You remember every man who ever commented on your weight because it hurt you. You were only in eighth grade and even the teacher sided with your bully. You could never live down your chipmunk cheeks. Your abusive eighteen year old boyfriend had no right to make you feel small because of the size of your hips. I know that you can’t imagine feeling free enough to eat at will in front of a room you are sure notices your every bite. I acknowledge that that is so difficult for you, younger parts. It’s difficult for me, too.
But we have to do something. Because the alternative is bleak. Even without the physical health consequences, this has wreaked too much havoc on our mental peace to go on. We have worked so hard, I have worked so hard, and you, little Amandas, have worked incredibly fucking hard to climb out of a pit of PTSD and depression. We can’t live the life we deserve to have without eating. We can’t be stuck in a cycle of restriction forever. It’s time to let go, little ones. We are too growth oriented to stay stuck for always.
I believe that you are each strong enough to take on the entire world. But you don’t have to do that anymore. It’s okay if you go play in the rooms of my heart or if you lay down and rest. It’s my turn to deal with this world, and you don’t have to do it for me anymore. Even when I’m scared now, I’m better at taking care of you. I promise I will keep you safe, even if you have breakfast or lunch, even if you have breakfast and lunch. Even if you have eighteen snacks. Even if you eat everything in our entire kitchen. We’ll go to the grocery store and start over. We will sit and fold our hands and thank the universe for feeding us again.

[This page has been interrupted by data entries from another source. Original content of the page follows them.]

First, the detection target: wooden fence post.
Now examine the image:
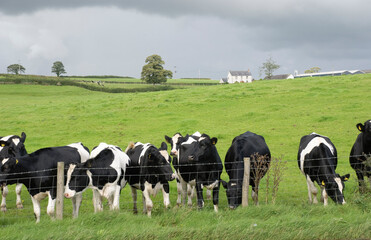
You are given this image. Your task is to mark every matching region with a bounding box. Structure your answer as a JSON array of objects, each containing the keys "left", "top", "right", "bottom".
[
  {"left": 56, "top": 162, "right": 64, "bottom": 220},
  {"left": 242, "top": 158, "right": 250, "bottom": 207}
]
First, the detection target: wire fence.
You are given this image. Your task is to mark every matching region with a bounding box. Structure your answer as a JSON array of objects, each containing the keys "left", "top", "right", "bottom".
[{"left": 0, "top": 155, "right": 371, "bottom": 225}]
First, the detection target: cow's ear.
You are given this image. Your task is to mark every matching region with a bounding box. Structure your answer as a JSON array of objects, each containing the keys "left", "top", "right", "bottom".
[
  {"left": 357, "top": 123, "right": 365, "bottom": 132},
  {"left": 340, "top": 174, "right": 350, "bottom": 182},
  {"left": 84, "top": 159, "right": 92, "bottom": 168},
  {"left": 21, "top": 132, "right": 26, "bottom": 143},
  {"left": 165, "top": 135, "right": 171, "bottom": 143},
  {"left": 220, "top": 179, "right": 228, "bottom": 189},
  {"left": 160, "top": 142, "right": 167, "bottom": 151}
]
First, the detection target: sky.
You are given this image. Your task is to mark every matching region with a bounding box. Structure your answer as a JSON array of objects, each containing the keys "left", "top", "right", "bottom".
[{"left": 0, "top": 0, "right": 371, "bottom": 79}]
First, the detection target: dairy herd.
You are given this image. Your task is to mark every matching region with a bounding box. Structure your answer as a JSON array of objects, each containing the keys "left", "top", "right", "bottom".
[{"left": 0, "top": 120, "right": 371, "bottom": 222}]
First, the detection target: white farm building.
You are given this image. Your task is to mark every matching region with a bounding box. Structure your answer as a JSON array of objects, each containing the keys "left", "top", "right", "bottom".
[{"left": 220, "top": 70, "right": 253, "bottom": 83}]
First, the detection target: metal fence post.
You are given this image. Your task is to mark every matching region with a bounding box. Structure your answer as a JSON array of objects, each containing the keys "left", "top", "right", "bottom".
[
  {"left": 56, "top": 162, "right": 64, "bottom": 220},
  {"left": 242, "top": 157, "right": 250, "bottom": 207}
]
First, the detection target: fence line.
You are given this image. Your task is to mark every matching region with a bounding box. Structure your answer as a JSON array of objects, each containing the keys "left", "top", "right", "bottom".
[{"left": 1, "top": 155, "right": 370, "bottom": 219}]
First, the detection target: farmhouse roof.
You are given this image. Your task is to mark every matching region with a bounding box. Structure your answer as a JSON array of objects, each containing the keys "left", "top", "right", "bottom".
[
  {"left": 229, "top": 70, "right": 251, "bottom": 76},
  {"left": 264, "top": 74, "right": 290, "bottom": 80}
]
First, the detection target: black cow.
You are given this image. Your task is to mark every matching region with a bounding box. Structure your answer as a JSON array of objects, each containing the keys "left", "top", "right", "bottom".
[
  {"left": 298, "top": 133, "right": 350, "bottom": 205},
  {"left": 125, "top": 142, "right": 175, "bottom": 216},
  {"left": 0, "top": 132, "right": 27, "bottom": 212},
  {"left": 177, "top": 134, "right": 223, "bottom": 212},
  {"left": 0, "top": 143, "right": 89, "bottom": 222},
  {"left": 64, "top": 143, "right": 130, "bottom": 216},
  {"left": 349, "top": 119, "right": 371, "bottom": 192},
  {"left": 222, "top": 131, "right": 271, "bottom": 209}
]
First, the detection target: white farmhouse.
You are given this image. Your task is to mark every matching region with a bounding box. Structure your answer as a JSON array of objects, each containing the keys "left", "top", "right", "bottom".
[{"left": 227, "top": 70, "right": 253, "bottom": 83}]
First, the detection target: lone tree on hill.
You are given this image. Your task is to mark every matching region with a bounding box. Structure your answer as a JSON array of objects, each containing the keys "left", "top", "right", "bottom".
[
  {"left": 7, "top": 64, "right": 26, "bottom": 74},
  {"left": 260, "top": 57, "right": 280, "bottom": 79},
  {"left": 52, "top": 61, "right": 67, "bottom": 77},
  {"left": 141, "top": 54, "right": 173, "bottom": 84}
]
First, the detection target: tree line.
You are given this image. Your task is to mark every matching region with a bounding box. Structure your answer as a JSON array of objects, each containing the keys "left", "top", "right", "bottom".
[{"left": 7, "top": 54, "right": 321, "bottom": 84}]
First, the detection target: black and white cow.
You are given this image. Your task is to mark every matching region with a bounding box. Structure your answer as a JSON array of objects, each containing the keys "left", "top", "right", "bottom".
[
  {"left": 64, "top": 143, "right": 130, "bottom": 215},
  {"left": 222, "top": 131, "right": 271, "bottom": 209},
  {"left": 177, "top": 134, "right": 223, "bottom": 212},
  {"left": 298, "top": 133, "right": 350, "bottom": 206},
  {"left": 349, "top": 119, "right": 371, "bottom": 192},
  {"left": 125, "top": 142, "right": 175, "bottom": 216},
  {"left": 0, "top": 132, "right": 27, "bottom": 212},
  {"left": 0, "top": 143, "right": 89, "bottom": 222}
]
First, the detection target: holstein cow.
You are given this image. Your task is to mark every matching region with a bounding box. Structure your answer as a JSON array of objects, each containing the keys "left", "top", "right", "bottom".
[
  {"left": 0, "top": 132, "right": 27, "bottom": 212},
  {"left": 64, "top": 143, "right": 130, "bottom": 212},
  {"left": 177, "top": 134, "right": 223, "bottom": 212},
  {"left": 0, "top": 143, "right": 89, "bottom": 222},
  {"left": 125, "top": 142, "right": 175, "bottom": 216},
  {"left": 298, "top": 133, "right": 350, "bottom": 206},
  {"left": 222, "top": 132, "right": 271, "bottom": 209},
  {"left": 349, "top": 119, "right": 371, "bottom": 192},
  {"left": 165, "top": 132, "right": 211, "bottom": 206}
]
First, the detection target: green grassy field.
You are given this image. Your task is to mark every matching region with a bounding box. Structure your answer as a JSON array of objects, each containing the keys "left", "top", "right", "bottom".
[{"left": 0, "top": 75, "right": 371, "bottom": 239}]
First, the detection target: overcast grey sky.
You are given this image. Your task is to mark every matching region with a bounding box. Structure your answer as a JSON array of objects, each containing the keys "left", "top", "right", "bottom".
[{"left": 0, "top": 0, "right": 371, "bottom": 79}]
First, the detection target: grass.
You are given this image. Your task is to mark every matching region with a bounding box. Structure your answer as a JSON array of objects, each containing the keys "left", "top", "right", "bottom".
[{"left": 0, "top": 74, "right": 371, "bottom": 239}]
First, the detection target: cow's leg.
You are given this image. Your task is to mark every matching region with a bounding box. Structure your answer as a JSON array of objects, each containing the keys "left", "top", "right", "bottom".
[
  {"left": 112, "top": 185, "right": 121, "bottom": 210},
  {"left": 46, "top": 192, "right": 56, "bottom": 219},
  {"left": 307, "top": 175, "right": 318, "bottom": 204},
  {"left": 206, "top": 189, "right": 211, "bottom": 200},
  {"left": 93, "top": 189, "right": 103, "bottom": 213},
  {"left": 15, "top": 183, "right": 23, "bottom": 209},
  {"left": 356, "top": 170, "right": 370, "bottom": 193},
  {"left": 71, "top": 193, "right": 83, "bottom": 218},
  {"left": 251, "top": 182, "right": 259, "bottom": 206},
  {"left": 162, "top": 183, "right": 170, "bottom": 208},
  {"left": 176, "top": 179, "right": 182, "bottom": 206},
  {"left": 196, "top": 183, "right": 204, "bottom": 209},
  {"left": 142, "top": 182, "right": 153, "bottom": 217},
  {"left": 321, "top": 187, "right": 328, "bottom": 206},
  {"left": 31, "top": 196, "right": 41, "bottom": 223},
  {"left": 209, "top": 182, "right": 220, "bottom": 212},
  {"left": 187, "top": 184, "right": 194, "bottom": 207},
  {"left": 131, "top": 187, "right": 138, "bottom": 214},
  {"left": 180, "top": 180, "right": 187, "bottom": 205},
  {"left": 1, "top": 185, "right": 9, "bottom": 212}
]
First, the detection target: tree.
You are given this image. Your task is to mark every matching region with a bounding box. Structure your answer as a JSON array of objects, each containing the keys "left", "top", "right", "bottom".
[
  {"left": 304, "top": 67, "right": 321, "bottom": 73},
  {"left": 7, "top": 64, "right": 26, "bottom": 74},
  {"left": 141, "top": 54, "right": 173, "bottom": 84},
  {"left": 52, "top": 61, "right": 67, "bottom": 77},
  {"left": 260, "top": 57, "right": 280, "bottom": 79}
]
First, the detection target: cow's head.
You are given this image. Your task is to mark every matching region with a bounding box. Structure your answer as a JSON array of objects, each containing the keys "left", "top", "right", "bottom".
[
  {"left": 64, "top": 159, "right": 91, "bottom": 198},
  {"left": 0, "top": 132, "right": 27, "bottom": 157},
  {"left": 321, "top": 174, "right": 350, "bottom": 204},
  {"left": 222, "top": 180, "right": 242, "bottom": 209},
  {"left": 145, "top": 146, "right": 175, "bottom": 181},
  {"left": 165, "top": 133, "right": 183, "bottom": 157},
  {"left": 158, "top": 142, "right": 171, "bottom": 163}
]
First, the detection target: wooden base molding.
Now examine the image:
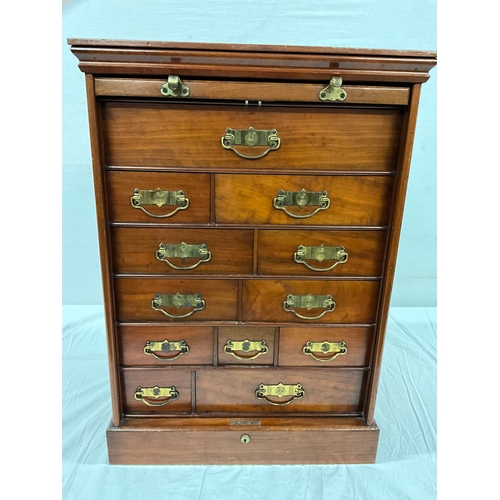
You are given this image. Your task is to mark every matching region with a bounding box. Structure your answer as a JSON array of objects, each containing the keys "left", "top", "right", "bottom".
[{"left": 107, "top": 417, "right": 379, "bottom": 465}]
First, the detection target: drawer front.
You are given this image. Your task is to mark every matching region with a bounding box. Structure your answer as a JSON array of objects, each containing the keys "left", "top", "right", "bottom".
[
  {"left": 215, "top": 174, "right": 393, "bottom": 226},
  {"left": 111, "top": 227, "right": 253, "bottom": 274},
  {"left": 243, "top": 280, "right": 379, "bottom": 323},
  {"left": 121, "top": 368, "right": 192, "bottom": 413},
  {"left": 114, "top": 278, "right": 238, "bottom": 323},
  {"left": 101, "top": 102, "right": 402, "bottom": 171},
  {"left": 196, "top": 368, "right": 366, "bottom": 413},
  {"left": 278, "top": 327, "right": 374, "bottom": 367},
  {"left": 217, "top": 326, "right": 275, "bottom": 365},
  {"left": 106, "top": 171, "right": 210, "bottom": 224},
  {"left": 258, "top": 229, "right": 387, "bottom": 277},
  {"left": 117, "top": 324, "right": 214, "bottom": 366}
]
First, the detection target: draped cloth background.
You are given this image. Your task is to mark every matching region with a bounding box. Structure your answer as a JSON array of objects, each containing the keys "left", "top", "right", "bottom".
[{"left": 63, "top": 0, "right": 437, "bottom": 500}]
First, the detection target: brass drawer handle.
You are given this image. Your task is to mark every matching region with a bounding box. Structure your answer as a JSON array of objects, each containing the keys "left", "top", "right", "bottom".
[
  {"left": 224, "top": 339, "right": 269, "bottom": 361},
  {"left": 283, "top": 293, "right": 337, "bottom": 320},
  {"left": 160, "top": 75, "right": 190, "bottom": 97},
  {"left": 293, "top": 244, "right": 349, "bottom": 272},
  {"left": 130, "top": 188, "right": 189, "bottom": 219},
  {"left": 255, "top": 382, "right": 306, "bottom": 406},
  {"left": 273, "top": 189, "right": 330, "bottom": 219},
  {"left": 302, "top": 340, "right": 347, "bottom": 362},
  {"left": 319, "top": 76, "right": 347, "bottom": 102},
  {"left": 144, "top": 339, "right": 189, "bottom": 361},
  {"left": 134, "top": 385, "right": 179, "bottom": 406},
  {"left": 151, "top": 292, "right": 205, "bottom": 319},
  {"left": 156, "top": 241, "right": 212, "bottom": 271},
  {"left": 221, "top": 127, "right": 281, "bottom": 160}
]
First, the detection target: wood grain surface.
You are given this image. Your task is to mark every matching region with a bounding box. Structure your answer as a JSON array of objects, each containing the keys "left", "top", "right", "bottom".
[
  {"left": 114, "top": 278, "right": 238, "bottom": 323},
  {"left": 215, "top": 174, "right": 394, "bottom": 226},
  {"left": 196, "top": 368, "right": 366, "bottom": 414},
  {"left": 101, "top": 102, "right": 401, "bottom": 172},
  {"left": 105, "top": 171, "right": 210, "bottom": 224},
  {"left": 243, "top": 280, "right": 379, "bottom": 324},
  {"left": 111, "top": 226, "right": 254, "bottom": 276},
  {"left": 117, "top": 324, "right": 213, "bottom": 366},
  {"left": 278, "top": 326, "right": 374, "bottom": 367},
  {"left": 257, "top": 229, "right": 387, "bottom": 278}
]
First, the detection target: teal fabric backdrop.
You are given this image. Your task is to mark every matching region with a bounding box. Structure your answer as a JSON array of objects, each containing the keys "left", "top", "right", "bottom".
[{"left": 62, "top": 0, "right": 437, "bottom": 307}]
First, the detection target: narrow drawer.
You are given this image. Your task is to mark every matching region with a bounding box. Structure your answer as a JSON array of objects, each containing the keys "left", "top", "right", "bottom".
[
  {"left": 111, "top": 227, "right": 253, "bottom": 275},
  {"left": 101, "top": 101, "right": 402, "bottom": 171},
  {"left": 243, "top": 280, "right": 379, "bottom": 323},
  {"left": 196, "top": 368, "right": 366, "bottom": 413},
  {"left": 106, "top": 171, "right": 210, "bottom": 224},
  {"left": 278, "top": 327, "right": 374, "bottom": 367},
  {"left": 257, "top": 229, "right": 387, "bottom": 277},
  {"left": 121, "top": 368, "right": 192, "bottom": 413},
  {"left": 217, "top": 326, "right": 275, "bottom": 366},
  {"left": 114, "top": 278, "right": 238, "bottom": 323},
  {"left": 215, "top": 174, "right": 393, "bottom": 226},
  {"left": 117, "top": 324, "right": 214, "bottom": 366}
]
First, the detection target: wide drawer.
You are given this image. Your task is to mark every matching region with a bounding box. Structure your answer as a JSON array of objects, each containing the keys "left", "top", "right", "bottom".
[
  {"left": 111, "top": 226, "right": 254, "bottom": 275},
  {"left": 196, "top": 368, "right": 366, "bottom": 413},
  {"left": 106, "top": 171, "right": 210, "bottom": 224},
  {"left": 257, "top": 229, "right": 387, "bottom": 277},
  {"left": 243, "top": 280, "right": 379, "bottom": 323},
  {"left": 121, "top": 368, "right": 192, "bottom": 413},
  {"left": 278, "top": 326, "right": 374, "bottom": 367},
  {"left": 117, "top": 324, "right": 214, "bottom": 366},
  {"left": 217, "top": 326, "right": 276, "bottom": 366},
  {"left": 114, "top": 278, "right": 238, "bottom": 323},
  {"left": 215, "top": 174, "right": 394, "bottom": 226},
  {"left": 101, "top": 101, "right": 402, "bottom": 171}
]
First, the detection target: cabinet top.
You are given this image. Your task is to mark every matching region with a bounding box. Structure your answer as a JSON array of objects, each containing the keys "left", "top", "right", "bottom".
[{"left": 68, "top": 38, "right": 437, "bottom": 83}]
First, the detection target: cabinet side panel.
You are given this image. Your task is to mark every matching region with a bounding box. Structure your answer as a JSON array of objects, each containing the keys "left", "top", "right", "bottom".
[
  {"left": 364, "top": 84, "right": 421, "bottom": 425},
  {"left": 85, "top": 75, "right": 122, "bottom": 426}
]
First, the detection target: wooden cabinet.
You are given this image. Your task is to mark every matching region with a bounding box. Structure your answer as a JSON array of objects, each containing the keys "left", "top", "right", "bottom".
[{"left": 69, "top": 39, "right": 436, "bottom": 464}]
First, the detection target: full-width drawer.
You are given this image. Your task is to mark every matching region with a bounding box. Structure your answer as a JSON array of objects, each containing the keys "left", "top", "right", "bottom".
[
  {"left": 114, "top": 278, "right": 238, "bottom": 323},
  {"left": 278, "top": 326, "right": 374, "bottom": 367},
  {"left": 257, "top": 229, "right": 387, "bottom": 277},
  {"left": 117, "top": 324, "right": 214, "bottom": 366},
  {"left": 111, "top": 226, "right": 254, "bottom": 274},
  {"left": 196, "top": 368, "right": 366, "bottom": 413},
  {"left": 106, "top": 171, "right": 210, "bottom": 224},
  {"left": 243, "top": 280, "right": 379, "bottom": 323},
  {"left": 215, "top": 174, "right": 394, "bottom": 226},
  {"left": 101, "top": 101, "right": 402, "bottom": 171},
  {"left": 121, "top": 368, "right": 192, "bottom": 413}
]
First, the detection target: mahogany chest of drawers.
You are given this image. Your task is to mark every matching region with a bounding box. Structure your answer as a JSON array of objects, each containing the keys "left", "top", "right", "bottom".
[{"left": 69, "top": 40, "right": 436, "bottom": 464}]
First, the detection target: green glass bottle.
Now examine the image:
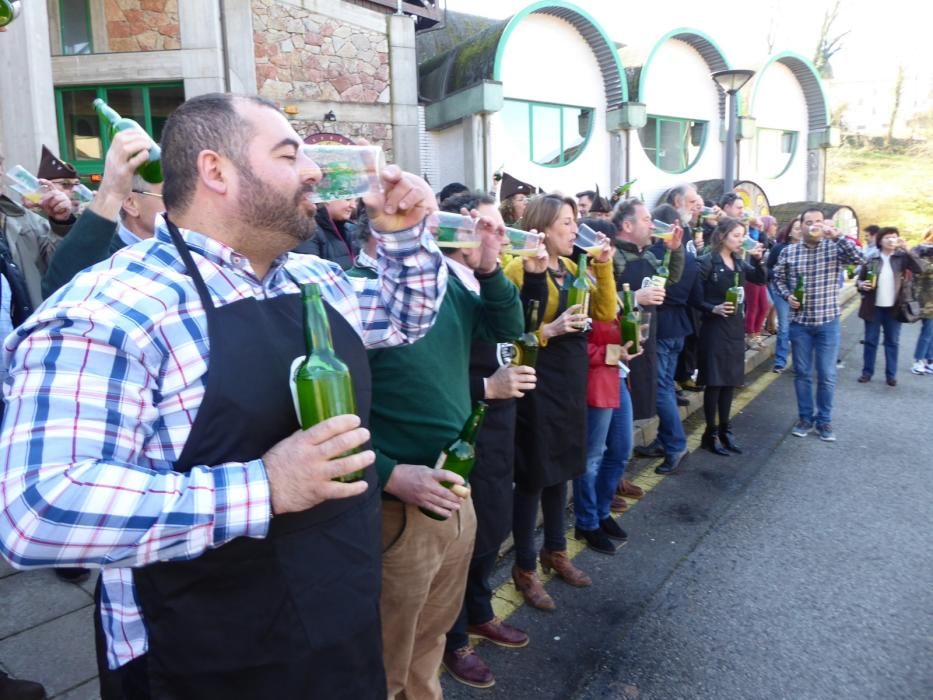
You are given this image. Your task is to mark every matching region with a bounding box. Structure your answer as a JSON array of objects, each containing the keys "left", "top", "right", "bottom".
[
  {"left": 726, "top": 272, "right": 744, "bottom": 316},
  {"left": 619, "top": 282, "right": 641, "bottom": 355},
  {"left": 295, "top": 284, "right": 363, "bottom": 482},
  {"left": 421, "top": 401, "right": 489, "bottom": 520},
  {"left": 512, "top": 299, "right": 541, "bottom": 367},
  {"left": 567, "top": 254, "right": 590, "bottom": 315},
  {"left": 94, "top": 97, "right": 162, "bottom": 185},
  {"left": 794, "top": 275, "right": 807, "bottom": 309},
  {"left": 0, "top": 0, "right": 21, "bottom": 27}
]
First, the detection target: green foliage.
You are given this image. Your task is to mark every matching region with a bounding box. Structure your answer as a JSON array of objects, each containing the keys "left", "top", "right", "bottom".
[{"left": 826, "top": 147, "right": 933, "bottom": 241}]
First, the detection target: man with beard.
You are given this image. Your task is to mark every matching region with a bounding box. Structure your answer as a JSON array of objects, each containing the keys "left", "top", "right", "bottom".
[{"left": 0, "top": 94, "right": 447, "bottom": 700}]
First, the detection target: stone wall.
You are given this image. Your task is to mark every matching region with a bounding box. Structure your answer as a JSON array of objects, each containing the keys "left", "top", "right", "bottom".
[
  {"left": 290, "top": 118, "right": 394, "bottom": 163},
  {"left": 104, "top": 0, "right": 181, "bottom": 51},
  {"left": 252, "top": 0, "right": 390, "bottom": 104}
]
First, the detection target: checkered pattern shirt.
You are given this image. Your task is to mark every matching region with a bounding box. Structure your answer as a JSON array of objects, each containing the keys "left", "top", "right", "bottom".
[
  {"left": 774, "top": 236, "right": 862, "bottom": 326},
  {"left": 0, "top": 216, "right": 447, "bottom": 668}
]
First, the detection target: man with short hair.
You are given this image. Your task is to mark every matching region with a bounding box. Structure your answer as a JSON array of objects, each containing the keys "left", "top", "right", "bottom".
[
  {"left": 774, "top": 207, "right": 862, "bottom": 442},
  {"left": 0, "top": 94, "right": 447, "bottom": 700},
  {"left": 369, "top": 189, "right": 523, "bottom": 700}
]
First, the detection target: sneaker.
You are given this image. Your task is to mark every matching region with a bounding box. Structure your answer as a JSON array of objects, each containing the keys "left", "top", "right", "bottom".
[
  {"left": 442, "top": 646, "right": 496, "bottom": 688},
  {"left": 599, "top": 515, "right": 628, "bottom": 544}
]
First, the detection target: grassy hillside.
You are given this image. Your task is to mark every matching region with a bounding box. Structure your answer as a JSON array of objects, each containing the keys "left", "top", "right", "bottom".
[{"left": 826, "top": 147, "right": 933, "bottom": 240}]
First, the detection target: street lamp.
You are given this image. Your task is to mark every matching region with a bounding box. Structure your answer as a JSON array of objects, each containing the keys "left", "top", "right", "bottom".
[{"left": 712, "top": 69, "right": 755, "bottom": 194}]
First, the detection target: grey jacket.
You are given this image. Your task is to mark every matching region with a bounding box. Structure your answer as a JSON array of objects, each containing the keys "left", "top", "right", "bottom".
[{"left": 0, "top": 196, "right": 74, "bottom": 308}]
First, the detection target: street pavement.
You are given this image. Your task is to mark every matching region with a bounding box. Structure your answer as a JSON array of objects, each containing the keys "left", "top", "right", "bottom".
[
  {"left": 444, "top": 314, "right": 933, "bottom": 700},
  {"left": 0, "top": 298, "right": 933, "bottom": 700}
]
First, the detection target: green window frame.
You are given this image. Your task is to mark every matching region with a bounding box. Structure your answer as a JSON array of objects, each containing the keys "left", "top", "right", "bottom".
[
  {"left": 755, "top": 127, "right": 800, "bottom": 180},
  {"left": 55, "top": 81, "right": 184, "bottom": 177},
  {"left": 638, "top": 114, "right": 709, "bottom": 175},
  {"left": 58, "top": 0, "right": 94, "bottom": 56},
  {"left": 502, "top": 99, "right": 596, "bottom": 168}
]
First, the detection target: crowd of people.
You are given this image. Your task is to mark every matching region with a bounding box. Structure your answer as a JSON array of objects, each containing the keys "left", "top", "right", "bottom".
[{"left": 0, "top": 95, "right": 933, "bottom": 700}]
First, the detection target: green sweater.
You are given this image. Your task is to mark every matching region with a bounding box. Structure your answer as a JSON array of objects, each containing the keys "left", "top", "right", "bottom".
[{"left": 349, "top": 270, "right": 523, "bottom": 485}]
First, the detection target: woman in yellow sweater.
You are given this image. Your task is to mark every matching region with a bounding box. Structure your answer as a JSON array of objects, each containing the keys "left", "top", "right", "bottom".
[{"left": 505, "top": 194, "right": 617, "bottom": 610}]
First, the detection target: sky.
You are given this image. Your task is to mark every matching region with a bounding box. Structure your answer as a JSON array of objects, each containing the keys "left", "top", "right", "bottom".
[{"left": 447, "top": 0, "right": 933, "bottom": 89}]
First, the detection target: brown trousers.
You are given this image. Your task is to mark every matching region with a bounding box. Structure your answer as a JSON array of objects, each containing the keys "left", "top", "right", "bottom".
[{"left": 381, "top": 498, "right": 476, "bottom": 700}]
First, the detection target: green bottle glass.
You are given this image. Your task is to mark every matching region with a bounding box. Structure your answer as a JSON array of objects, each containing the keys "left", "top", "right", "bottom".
[
  {"left": 567, "top": 254, "right": 590, "bottom": 316},
  {"left": 619, "top": 282, "right": 641, "bottom": 355},
  {"left": 726, "top": 272, "right": 744, "bottom": 316},
  {"left": 295, "top": 284, "right": 363, "bottom": 482},
  {"left": 512, "top": 299, "right": 541, "bottom": 367},
  {"left": 794, "top": 275, "right": 807, "bottom": 309},
  {"left": 0, "top": 0, "right": 21, "bottom": 27},
  {"left": 94, "top": 97, "right": 162, "bottom": 185},
  {"left": 420, "top": 401, "right": 489, "bottom": 520}
]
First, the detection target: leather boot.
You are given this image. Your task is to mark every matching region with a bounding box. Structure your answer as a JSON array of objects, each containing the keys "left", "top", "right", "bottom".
[
  {"left": 700, "top": 426, "right": 729, "bottom": 457},
  {"left": 539, "top": 549, "right": 593, "bottom": 588},
  {"left": 719, "top": 423, "right": 742, "bottom": 455},
  {"left": 512, "top": 566, "right": 557, "bottom": 610}
]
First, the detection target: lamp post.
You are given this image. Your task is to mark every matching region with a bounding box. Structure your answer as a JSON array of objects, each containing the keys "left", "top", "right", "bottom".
[{"left": 712, "top": 69, "right": 755, "bottom": 194}]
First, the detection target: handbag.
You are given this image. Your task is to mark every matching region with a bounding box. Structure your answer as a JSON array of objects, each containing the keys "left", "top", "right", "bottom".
[{"left": 894, "top": 270, "right": 920, "bottom": 323}]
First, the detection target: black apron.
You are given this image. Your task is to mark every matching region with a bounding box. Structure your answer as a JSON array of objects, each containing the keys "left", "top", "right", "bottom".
[
  {"left": 124, "top": 223, "right": 387, "bottom": 700},
  {"left": 697, "top": 255, "right": 745, "bottom": 386},
  {"left": 515, "top": 274, "right": 590, "bottom": 491}
]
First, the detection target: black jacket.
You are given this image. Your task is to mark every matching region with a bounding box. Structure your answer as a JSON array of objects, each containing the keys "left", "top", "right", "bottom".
[{"left": 295, "top": 204, "right": 360, "bottom": 270}]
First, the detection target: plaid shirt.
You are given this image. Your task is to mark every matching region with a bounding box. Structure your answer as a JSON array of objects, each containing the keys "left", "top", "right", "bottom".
[
  {"left": 774, "top": 236, "right": 862, "bottom": 326},
  {"left": 0, "top": 220, "right": 447, "bottom": 668}
]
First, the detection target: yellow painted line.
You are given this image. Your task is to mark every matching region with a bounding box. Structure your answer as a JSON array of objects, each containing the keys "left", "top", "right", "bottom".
[{"left": 473, "top": 304, "right": 858, "bottom": 632}]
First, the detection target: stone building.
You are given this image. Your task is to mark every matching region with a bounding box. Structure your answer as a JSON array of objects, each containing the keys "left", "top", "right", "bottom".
[{"left": 0, "top": 0, "right": 440, "bottom": 176}]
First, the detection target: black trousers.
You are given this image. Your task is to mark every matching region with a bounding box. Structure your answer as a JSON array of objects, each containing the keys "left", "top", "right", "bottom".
[{"left": 447, "top": 552, "right": 499, "bottom": 651}]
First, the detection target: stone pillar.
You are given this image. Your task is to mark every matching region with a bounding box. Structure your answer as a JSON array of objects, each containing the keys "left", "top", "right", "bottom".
[
  {"left": 178, "top": 0, "right": 228, "bottom": 98},
  {"left": 220, "top": 0, "right": 258, "bottom": 95},
  {"left": 386, "top": 15, "right": 421, "bottom": 174},
  {"left": 0, "top": 2, "right": 58, "bottom": 173}
]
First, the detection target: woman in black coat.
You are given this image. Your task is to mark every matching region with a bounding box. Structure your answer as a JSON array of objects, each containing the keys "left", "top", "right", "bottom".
[{"left": 697, "top": 218, "right": 768, "bottom": 456}]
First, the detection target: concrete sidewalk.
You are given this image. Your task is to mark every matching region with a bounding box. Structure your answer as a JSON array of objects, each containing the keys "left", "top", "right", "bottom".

These are the things I swear to you, inner children: I promise I will help you keep trying to aparigraha away your shame and sadness and hurt, but I will always acknowledge how real and important those feelings are. I promise we will only move in ways that bring joy, and that we will never exercise to punish you again. I promise we will refuse to talk to anybody who isn’t a professional about the size of our body, what we eat, or anything else. And, I promise that if you don’t feel comfortable talking to some professionals about this, I will never ever make you.
Your pain is real. Your suffering is real, but optional. We can eliminate the kind of suffering you’ve had to experience from our life. Your shame is real too, but it has been created by people who never managed to overcome their own. We can dismantle it together.
I know that reading these things might not make it any easier to eat like “normal” people do. I never promised it would be easy. It won’t ever be easy. But babies, think of how worth it it will be to be free. To eat what we want when we are hungry without having to have days worth of internal dialogue about it. To stop counting the hours between meals like beads on a rosary. To have seconds when we’re still hungry no matter who’s sitting across the table. And to be healthy, and well, and nourished. We deserve that. You all deserve that.